When he was gone, I knocked on Daisy’s door. I said, “It’s Billy.”

It took a moment but she opened the door. She was wearing a navy dress—that kind where the sleeves are off the shoulders. I knew people always talked about how blue Daisy’s eyes were but that day was the first time I really noticed them. They were so blue. You know what they looked like? They looked like the middle of the ocean. Not the shoreline, not that light blue. They looked like the dark blue of the middle of the ocean. Like deep water.

I said, “Are you okay?”

She looked sad, which I’d never really seen before. And she said, “Yeah, thank you.”

I said, “If you need to talk…” I wasn’t sure how I could really help but I figured I should offer all the same.

She said, “No, that’s all right.”

DAISY:I didn’t realize just how much of a wall Billy put up around himself when he was near me until that moment, when suddenly there was no wall. Like how you don’t register you’re hearing the hum of a car engine until it’s turned off.

But I looked him in the eye then and I saw the real Billy.

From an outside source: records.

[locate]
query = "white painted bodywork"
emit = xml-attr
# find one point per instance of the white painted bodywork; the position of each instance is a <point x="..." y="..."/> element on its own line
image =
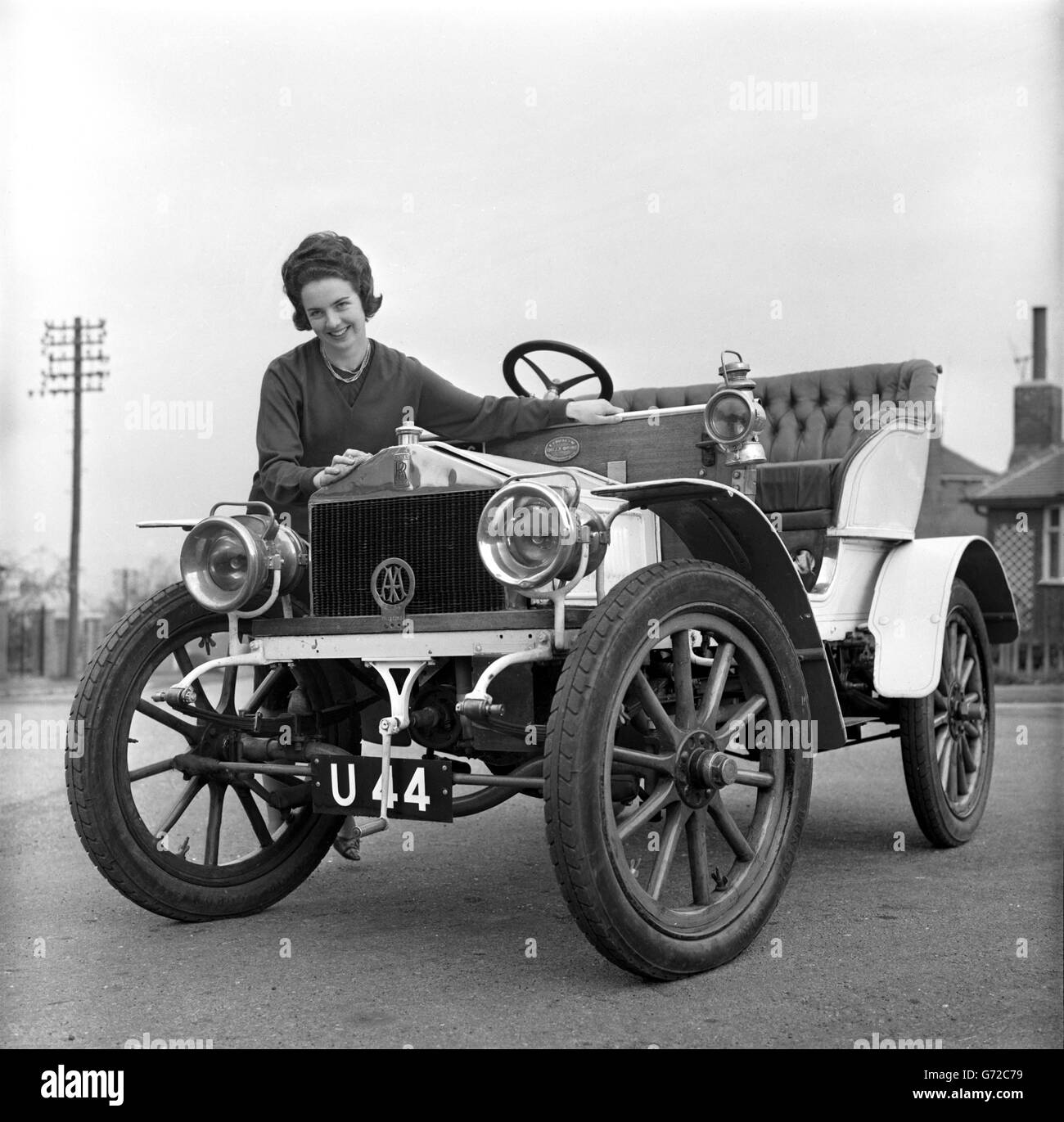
<point x="908" y="614"/>
<point x="843" y="597"/>
<point x="883" y="486"/>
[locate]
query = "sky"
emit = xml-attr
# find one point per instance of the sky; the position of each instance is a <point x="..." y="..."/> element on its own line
<point x="586" y="172"/>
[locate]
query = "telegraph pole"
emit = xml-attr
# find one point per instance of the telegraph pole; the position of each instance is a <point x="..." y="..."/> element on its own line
<point x="69" y="349"/>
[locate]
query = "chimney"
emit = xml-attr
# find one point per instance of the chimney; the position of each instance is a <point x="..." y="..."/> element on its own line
<point x="1036" y="404"/>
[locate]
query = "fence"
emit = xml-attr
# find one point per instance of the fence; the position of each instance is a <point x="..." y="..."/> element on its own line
<point x="34" y="642"/>
<point x="1031" y="659"/>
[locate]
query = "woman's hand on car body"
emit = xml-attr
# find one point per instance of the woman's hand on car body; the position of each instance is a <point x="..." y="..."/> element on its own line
<point x="341" y="466"/>
<point x="597" y="412"/>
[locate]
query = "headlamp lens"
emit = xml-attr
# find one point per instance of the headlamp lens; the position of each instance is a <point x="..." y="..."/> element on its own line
<point x="730" y="419"/>
<point x="227" y="562"/>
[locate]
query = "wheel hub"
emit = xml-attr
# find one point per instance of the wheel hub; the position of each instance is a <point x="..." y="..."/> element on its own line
<point x="701" y="770"/>
<point x="961" y="710"/>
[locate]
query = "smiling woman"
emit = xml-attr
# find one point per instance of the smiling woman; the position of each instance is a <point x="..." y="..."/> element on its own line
<point x="331" y="403"/>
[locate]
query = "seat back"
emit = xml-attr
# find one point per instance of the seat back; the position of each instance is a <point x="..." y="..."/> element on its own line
<point x="815" y="414"/>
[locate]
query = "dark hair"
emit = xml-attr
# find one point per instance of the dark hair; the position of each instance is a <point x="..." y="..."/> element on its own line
<point x="327" y="255"/>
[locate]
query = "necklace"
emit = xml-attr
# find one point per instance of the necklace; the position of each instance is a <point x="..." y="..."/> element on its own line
<point x="354" y="375"/>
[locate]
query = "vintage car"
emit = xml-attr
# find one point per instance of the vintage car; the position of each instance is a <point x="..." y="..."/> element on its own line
<point x="652" y="626"/>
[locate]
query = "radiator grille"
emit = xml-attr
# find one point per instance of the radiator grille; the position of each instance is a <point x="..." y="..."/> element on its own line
<point x="435" y="534"/>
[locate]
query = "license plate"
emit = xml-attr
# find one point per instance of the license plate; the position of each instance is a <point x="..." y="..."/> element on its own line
<point x="417" y="789"/>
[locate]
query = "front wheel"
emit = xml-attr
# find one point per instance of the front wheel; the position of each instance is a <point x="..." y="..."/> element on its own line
<point x="677" y="768"/>
<point x="187" y="845"/>
<point x="948" y="737"/>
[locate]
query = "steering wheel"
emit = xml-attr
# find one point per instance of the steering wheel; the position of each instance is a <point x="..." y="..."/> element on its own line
<point x="555" y="389"/>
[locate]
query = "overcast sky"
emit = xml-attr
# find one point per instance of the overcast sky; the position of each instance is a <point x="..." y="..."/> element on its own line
<point x="578" y="172"/>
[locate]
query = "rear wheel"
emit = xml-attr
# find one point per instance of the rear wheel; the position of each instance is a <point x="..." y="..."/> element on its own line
<point x="948" y="737"/>
<point x="674" y="802"/>
<point x="199" y="847"/>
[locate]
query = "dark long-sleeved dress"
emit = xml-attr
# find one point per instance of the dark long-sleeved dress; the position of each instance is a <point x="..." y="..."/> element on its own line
<point x="307" y="417"/>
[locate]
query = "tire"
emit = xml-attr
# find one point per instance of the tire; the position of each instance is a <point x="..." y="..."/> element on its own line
<point x="617" y="693"/>
<point x="244" y="865"/>
<point x="948" y="737"/>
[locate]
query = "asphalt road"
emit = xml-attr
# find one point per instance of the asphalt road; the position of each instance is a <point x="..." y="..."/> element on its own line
<point x="430" y="949"/>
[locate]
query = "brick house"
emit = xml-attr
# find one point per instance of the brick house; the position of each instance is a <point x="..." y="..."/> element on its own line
<point x="1025" y="520"/>
<point x="951" y="480"/>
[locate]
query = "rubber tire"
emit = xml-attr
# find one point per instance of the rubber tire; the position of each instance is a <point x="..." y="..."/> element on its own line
<point x="574" y="808"/>
<point x="936" y="819"/>
<point x="115" y="837"/>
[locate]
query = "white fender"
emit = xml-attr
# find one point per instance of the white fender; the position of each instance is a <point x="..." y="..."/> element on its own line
<point x="912" y="602"/>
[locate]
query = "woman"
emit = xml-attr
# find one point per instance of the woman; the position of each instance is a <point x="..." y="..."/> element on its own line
<point x="332" y="402"/>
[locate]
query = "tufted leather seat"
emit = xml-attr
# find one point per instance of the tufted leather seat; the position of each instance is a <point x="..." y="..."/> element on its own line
<point x="810" y="432"/>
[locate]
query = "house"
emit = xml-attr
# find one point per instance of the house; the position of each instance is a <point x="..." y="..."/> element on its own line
<point x="1025" y="520"/>
<point x="951" y="480"/>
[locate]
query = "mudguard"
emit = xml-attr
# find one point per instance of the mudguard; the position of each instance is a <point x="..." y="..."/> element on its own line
<point x="912" y="602"/>
<point x="717" y="523"/>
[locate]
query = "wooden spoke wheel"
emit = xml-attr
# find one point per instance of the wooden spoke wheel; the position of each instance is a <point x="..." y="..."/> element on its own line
<point x="677" y="782"/>
<point x="185" y="844"/>
<point x="948" y="738"/>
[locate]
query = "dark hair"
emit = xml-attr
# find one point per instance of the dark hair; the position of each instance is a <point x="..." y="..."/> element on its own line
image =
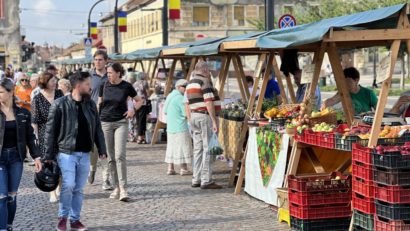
<point x="101" y="52"/>
<point x="117" y="67"/>
<point x="78" y="77"/>
<point x="249" y="79"/>
<point x="352" y="73"/>
<point x="44" y="79"/>
<point x="51" y="67"/>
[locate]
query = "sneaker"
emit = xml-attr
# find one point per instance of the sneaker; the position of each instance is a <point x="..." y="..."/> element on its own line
<point x="124" y="196"/>
<point x="62" y="224"/>
<point x="77" y="226"/>
<point x="91" y="177"/>
<point x="211" y="186"/>
<point x="107" y="186"/>
<point x="115" y="194"/>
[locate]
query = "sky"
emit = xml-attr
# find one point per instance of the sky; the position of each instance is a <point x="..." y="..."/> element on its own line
<point x="59" y="22"/>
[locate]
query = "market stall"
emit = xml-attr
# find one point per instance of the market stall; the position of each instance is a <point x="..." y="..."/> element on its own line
<point x="315" y="149"/>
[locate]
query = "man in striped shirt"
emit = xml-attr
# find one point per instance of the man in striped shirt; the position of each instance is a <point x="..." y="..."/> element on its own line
<point x="204" y="104"/>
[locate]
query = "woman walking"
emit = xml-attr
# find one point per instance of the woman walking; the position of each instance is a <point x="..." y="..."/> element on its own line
<point x="114" y="113"/>
<point x="180" y="150"/>
<point x="23" y="92"/>
<point x="16" y="134"/>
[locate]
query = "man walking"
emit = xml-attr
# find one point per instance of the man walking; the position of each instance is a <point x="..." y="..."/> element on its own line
<point x="73" y="127"/>
<point x="204" y="103"/>
<point x="98" y="78"/>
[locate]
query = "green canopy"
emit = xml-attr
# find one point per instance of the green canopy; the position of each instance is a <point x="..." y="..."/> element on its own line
<point x="213" y="48"/>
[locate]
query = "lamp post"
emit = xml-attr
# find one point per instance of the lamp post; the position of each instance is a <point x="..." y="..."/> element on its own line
<point x="116" y="47"/>
<point x="89" y="17"/>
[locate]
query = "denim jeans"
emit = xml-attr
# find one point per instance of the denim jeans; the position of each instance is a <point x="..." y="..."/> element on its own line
<point x="74" y="170"/>
<point x="11" y="170"/>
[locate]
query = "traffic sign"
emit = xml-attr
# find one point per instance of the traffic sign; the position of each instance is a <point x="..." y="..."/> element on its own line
<point x="286" y="21"/>
<point x="88" y="46"/>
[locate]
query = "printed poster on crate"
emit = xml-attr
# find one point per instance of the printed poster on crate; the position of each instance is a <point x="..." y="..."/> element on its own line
<point x="253" y="178"/>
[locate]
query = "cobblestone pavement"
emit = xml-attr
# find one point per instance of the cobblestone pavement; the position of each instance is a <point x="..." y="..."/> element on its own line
<point x="159" y="202"/>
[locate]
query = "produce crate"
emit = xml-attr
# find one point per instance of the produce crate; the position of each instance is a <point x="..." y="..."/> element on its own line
<point x="393" y="194"/>
<point x="363" y="187"/>
<point x="320" y="182"/>
<point x="363" y="220"/>
<point x="362" y="154"/>
<point x="383" y="224"/>
<point x="340" y="224"/>
<point x="362" y="203"/>
<point x="392" y="211"/>
<point x="325" y="139"/>
<point x="392" y="176"/>
<point x="345" y="143"/>
<point x="364" y="171"/>
<point x="320" y="198"/>
<point x="320" y="212"/>
<point x="395" y="157"/>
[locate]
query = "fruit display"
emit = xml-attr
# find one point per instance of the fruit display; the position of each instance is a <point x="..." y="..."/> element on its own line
<point x="323" y="127"/>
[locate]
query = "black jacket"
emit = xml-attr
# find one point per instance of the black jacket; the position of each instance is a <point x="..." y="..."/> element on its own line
<point x="62" y="127"/>
<point x="25" y="133"/>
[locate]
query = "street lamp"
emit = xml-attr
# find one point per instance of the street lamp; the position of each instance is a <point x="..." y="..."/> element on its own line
<point x="89" y="16"/>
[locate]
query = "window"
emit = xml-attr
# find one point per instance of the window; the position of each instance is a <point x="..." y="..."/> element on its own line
<point x="201" y="16"/>
<point x="262" y="13"/>
<point x="288" y="9"/>
<point x="239" y="16"/>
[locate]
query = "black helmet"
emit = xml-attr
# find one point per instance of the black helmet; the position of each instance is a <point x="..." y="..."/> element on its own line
<point x="48" y="178"/>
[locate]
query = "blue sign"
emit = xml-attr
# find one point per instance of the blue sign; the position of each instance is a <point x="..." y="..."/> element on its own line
<point x="287" y="21"/>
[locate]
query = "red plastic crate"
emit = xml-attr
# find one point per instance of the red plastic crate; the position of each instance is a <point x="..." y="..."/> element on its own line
<point x="364" y="171"/>
<point x="320" y="182"/>
<point x="393" y="194"/>
<point x="363" y="187"/>
<point x="361" y="154"/>
<point x="320" y="198"/>
<point x="319" y="212"/>
<point x="363" y="204"/>
<point x="382" y="224"/>
<point x="325" y="139"/>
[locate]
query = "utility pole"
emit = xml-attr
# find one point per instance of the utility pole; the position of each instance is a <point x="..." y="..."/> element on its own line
<point x="116" y="47"/>
<point x="165" y="24"/>
<point x="269" y="14"/>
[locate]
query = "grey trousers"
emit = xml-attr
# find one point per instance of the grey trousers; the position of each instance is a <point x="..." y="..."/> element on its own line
<point x="104" y="165"/>
<point x="115" y="134"/>
<point x="201" y="126"/>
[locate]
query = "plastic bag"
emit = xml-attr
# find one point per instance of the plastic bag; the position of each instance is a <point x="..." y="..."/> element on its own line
<point x="215" y="148"/>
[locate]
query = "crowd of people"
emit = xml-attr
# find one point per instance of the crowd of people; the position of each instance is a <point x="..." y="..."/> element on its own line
<point x="82" y="117"/>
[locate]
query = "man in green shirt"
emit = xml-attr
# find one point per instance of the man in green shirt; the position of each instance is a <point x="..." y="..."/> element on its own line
<point x="179" y="147"/>
<point x="363" y="99"/>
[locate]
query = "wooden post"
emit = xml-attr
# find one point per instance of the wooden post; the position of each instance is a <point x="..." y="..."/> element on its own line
<point x="240" y="75"/>
<point x="381" y="104"/>
<point x="245" y="127"/>
<point x="222" y="77"/>
<point x="278" y="75"/>
<point x="341" y="83"/>
<point x="168" y="87"/>
<point x="194" y="60"/>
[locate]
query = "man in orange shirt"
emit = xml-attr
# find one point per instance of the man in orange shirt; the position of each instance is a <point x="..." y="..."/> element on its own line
<point x="23" y="91"/>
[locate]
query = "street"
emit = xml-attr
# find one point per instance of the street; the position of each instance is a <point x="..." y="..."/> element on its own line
<point x="159" y="202"/>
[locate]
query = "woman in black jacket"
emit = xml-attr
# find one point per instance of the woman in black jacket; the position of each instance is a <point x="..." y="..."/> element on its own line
<point x="16" y="134"/>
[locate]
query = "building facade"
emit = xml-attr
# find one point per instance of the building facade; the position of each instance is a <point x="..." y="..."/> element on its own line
<point x="10" y="50"/>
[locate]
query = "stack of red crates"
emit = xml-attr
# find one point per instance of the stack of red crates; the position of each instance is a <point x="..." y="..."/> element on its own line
<point x="363" y="187"/>
<point x="392" y="187"/>
<point x="320" y="200"/>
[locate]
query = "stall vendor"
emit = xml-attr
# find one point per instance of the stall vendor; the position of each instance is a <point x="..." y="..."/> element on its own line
<point x="402" y="106"/>
<point x="300" y="93"/>
<point x="363" y="99"/>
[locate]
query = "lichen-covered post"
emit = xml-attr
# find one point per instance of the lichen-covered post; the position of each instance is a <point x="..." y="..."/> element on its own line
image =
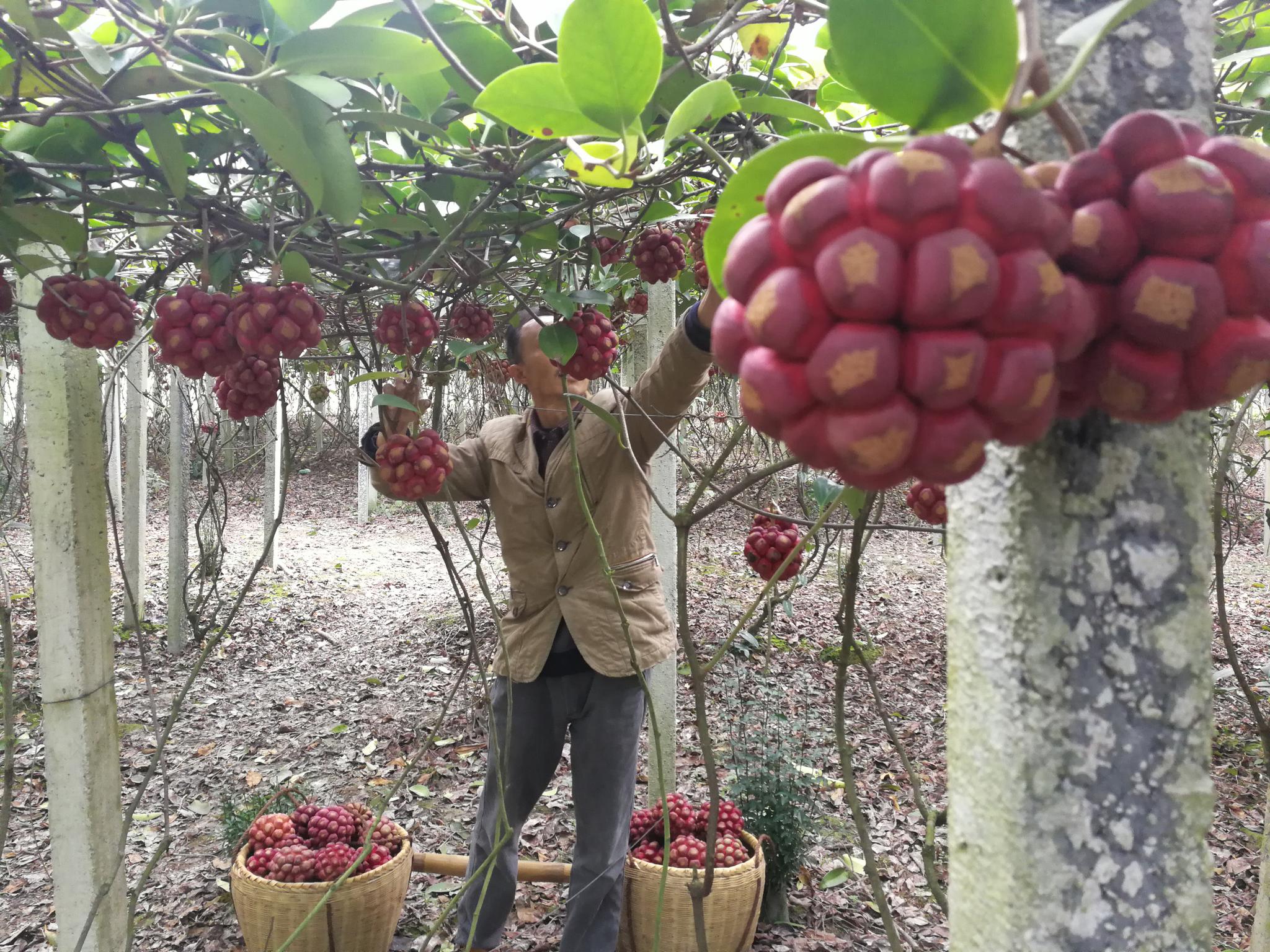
<point x="76" y="645"/>
<point x="136" y="387"/>
<point x="1080" y="677"/>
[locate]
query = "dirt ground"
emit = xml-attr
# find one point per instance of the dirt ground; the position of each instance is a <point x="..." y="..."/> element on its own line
<point x="338" y="667"/>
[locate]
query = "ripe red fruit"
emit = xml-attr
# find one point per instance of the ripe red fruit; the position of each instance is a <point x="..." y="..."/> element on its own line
<point x="414" y="467"/>
<point x="597" y="345"/>
<point x="293" y="865"/>
<point x="768" y="545"/>
<point x="471" y="322"/>
<point x="91" y="312"/>
<point x="269" y="831"/>
<point x="193" y="333"/>
<point x="408" y="328"/>
<point x="332" y="824"/>
<point x="687" y="853"/>
<point x="282" y="320"/>
<point x="928" y="501"/>
<point x="333" y="860"/>
<point x="658" y="253"/>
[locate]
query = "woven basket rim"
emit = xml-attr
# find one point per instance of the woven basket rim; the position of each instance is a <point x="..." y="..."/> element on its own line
<point x="296" y="888"/>
<point x="721" y="873"/>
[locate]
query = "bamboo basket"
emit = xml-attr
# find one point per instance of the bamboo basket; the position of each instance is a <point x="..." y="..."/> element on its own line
<point x="361" y="917"/>
<point x="730" y="909"/>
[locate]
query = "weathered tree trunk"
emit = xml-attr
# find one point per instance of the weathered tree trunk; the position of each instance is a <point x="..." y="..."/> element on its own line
<point x="1080" y="678"/>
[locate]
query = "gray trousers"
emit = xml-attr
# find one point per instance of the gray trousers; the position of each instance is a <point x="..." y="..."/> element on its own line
<point x="603" y="718"/>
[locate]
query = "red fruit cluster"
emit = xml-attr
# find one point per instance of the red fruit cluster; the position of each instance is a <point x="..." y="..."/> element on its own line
<point x="1171" y="236"/>
<point x="769" y="542"/>
<point x="611" y="250"/>
<point x="414" y="467"/>
<point x="87" y="311"/>
<point x="408" y="328"/>
<point x="658" y="253"/>
<point x="471" y="322"/>
<point x="597" y="345"/>
<point x="888" y="318"/>
<point x="193" y="334"/>
<point x="929" y="503"/>
<point x="248" y="387"/>
<point x="276" y="320"/>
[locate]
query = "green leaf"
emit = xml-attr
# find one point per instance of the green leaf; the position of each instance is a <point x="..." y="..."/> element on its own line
<point x="172" y="156"/>
<point x="710" y="102"/>
<point x="610" y="59"/>
<point x="276" y="134"/>
<point x="324" y="134"/>
<point x="56" y="227"/>
<point x="534" y="99"/>
<point x="360" y="51"/>
<point x="744" y="197"/>
<point x="788" y="108"/>
<point x="300" y="14"/>
<point x="930" y="65"/>
<point x="558" y="342"/>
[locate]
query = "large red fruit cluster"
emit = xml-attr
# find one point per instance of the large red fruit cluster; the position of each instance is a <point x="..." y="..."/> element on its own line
<point x="193" y="333"/>
<point x="91" y="312"/>
<point x="276" y="320"/>
<point x="248" y="387"/>
<point x="1171" y="236"/>
<point x="319" y="843"/>
<point x="471" y="322"/>
<point x="408" y="328"/>
<point x="888" y="318"/>
<point x="414" y="466"/>
<point x="769" y="542"/>
<point x="597" y="345"/>
<point x="658" y="253"/>
<point x="929" y="503"/>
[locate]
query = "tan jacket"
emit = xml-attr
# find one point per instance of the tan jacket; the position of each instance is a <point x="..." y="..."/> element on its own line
<point x="550" y="553"/>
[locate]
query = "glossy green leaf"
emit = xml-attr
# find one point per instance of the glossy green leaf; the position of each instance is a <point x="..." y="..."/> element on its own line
<point x="360" y="51"/>
<point x="930" y="65"/>
<point x="48" y="225"/>
<point x="326" y="136"/>
<point x="744" y="197"/>
<point x="610" y="59"/>
<point x="534" y="99"/>
<point x="172" y="156"/>
<point x="708" y="103"/>
<point x="788" y="108"/>
<point x="277" y="135"/>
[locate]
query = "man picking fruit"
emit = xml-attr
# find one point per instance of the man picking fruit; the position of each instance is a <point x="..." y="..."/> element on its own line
<point x="564" y="666"/>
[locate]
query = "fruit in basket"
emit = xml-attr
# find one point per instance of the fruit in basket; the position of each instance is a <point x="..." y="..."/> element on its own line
<point x="687" y="853"/>
<point x="269" y="831"/>
<point x="332" y="824"/>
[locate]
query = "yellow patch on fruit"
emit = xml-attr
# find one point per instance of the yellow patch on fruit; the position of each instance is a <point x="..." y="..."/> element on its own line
<point x="1166" y="302"/>
<point x="1245" y="376"/>
<point x="957" y="371"/>
<point x="968" y="270"/>
<point x="851" y="369"/>
<point x="1119" y="392"/>
<point x="761" y="307"/>
<point x="1050" y="280"/>
<point x="859" y="265"/>
<point x="882" y="451"/>
<point x="1086" y="229"/>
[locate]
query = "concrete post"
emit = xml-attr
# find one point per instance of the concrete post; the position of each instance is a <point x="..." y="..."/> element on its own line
<point x="178" y="509"/>
<point x="136" y="487"/>
<point x="76" y="648"/>
<point x="272" y="494"/>
<point x="1080" y="671"/>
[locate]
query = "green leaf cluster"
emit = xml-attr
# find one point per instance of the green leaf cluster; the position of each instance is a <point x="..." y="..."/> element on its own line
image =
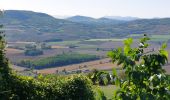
<point x="145" y="77"/>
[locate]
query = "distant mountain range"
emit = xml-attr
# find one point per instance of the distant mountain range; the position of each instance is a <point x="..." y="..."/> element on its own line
<point x="34" y="26"/>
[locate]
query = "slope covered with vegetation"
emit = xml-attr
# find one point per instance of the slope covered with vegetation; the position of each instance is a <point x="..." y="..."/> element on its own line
<point x="33" y="26"/>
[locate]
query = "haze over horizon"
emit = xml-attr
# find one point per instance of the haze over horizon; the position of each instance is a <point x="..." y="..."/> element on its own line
<point x="93" y="8"/>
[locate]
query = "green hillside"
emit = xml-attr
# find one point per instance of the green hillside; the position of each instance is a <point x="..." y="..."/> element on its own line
<point x="33" y="26"/>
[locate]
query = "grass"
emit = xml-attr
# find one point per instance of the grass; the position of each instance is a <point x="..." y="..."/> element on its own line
<point x="111" y="39"/>
<point x="64" y="43"/>
<point x="160" y="37"/>
<point x="109" y="90"/>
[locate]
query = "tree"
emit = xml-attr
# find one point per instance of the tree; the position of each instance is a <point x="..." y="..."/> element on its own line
<point x="146" y="79"/>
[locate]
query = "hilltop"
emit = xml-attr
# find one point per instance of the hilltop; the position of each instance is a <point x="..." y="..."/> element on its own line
<point x="34" y="26"/>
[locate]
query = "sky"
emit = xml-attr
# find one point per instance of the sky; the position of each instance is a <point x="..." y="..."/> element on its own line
<point x="93" y="8"/>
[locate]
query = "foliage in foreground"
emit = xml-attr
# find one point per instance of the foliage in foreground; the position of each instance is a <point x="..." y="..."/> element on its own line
<point x="146" y="79"/>
<point x="74" y="87"/>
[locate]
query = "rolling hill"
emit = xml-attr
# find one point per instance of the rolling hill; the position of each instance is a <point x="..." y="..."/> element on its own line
<point x="33" y="26"/>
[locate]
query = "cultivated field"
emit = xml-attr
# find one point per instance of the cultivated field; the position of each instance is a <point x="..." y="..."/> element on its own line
<point x="98" y="47"/>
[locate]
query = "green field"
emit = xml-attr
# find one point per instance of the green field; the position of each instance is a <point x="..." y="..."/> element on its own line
<point x="64" y="43"/>
<point x="109" y="90"/>
<point x="155" y="38"/>
<point x="109" y="39"/>
<point x="160" y="37"/>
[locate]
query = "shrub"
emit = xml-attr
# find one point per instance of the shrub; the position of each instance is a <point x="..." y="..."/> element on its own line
<point x="75" y="87"/>
<point x="146" y="79"/>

I realized I’d been looking at this guarded, cold version of him the whole time up until then. I thought,It might be nice to know this Billy.But then it was over. Just one second of realness from him and then, poof, gone the way it came.

GRAHAM:I was waiting for Billy when my phone rang.

KAREN:I don’t know why it was that day that I decided to do it.

GRAHAM:I said, “Hi.”

And Karen just said, “Hi.”

KAREN:We were sort of quiet on the phone for a second. And then I said, “How come you’ve never made a move on me?”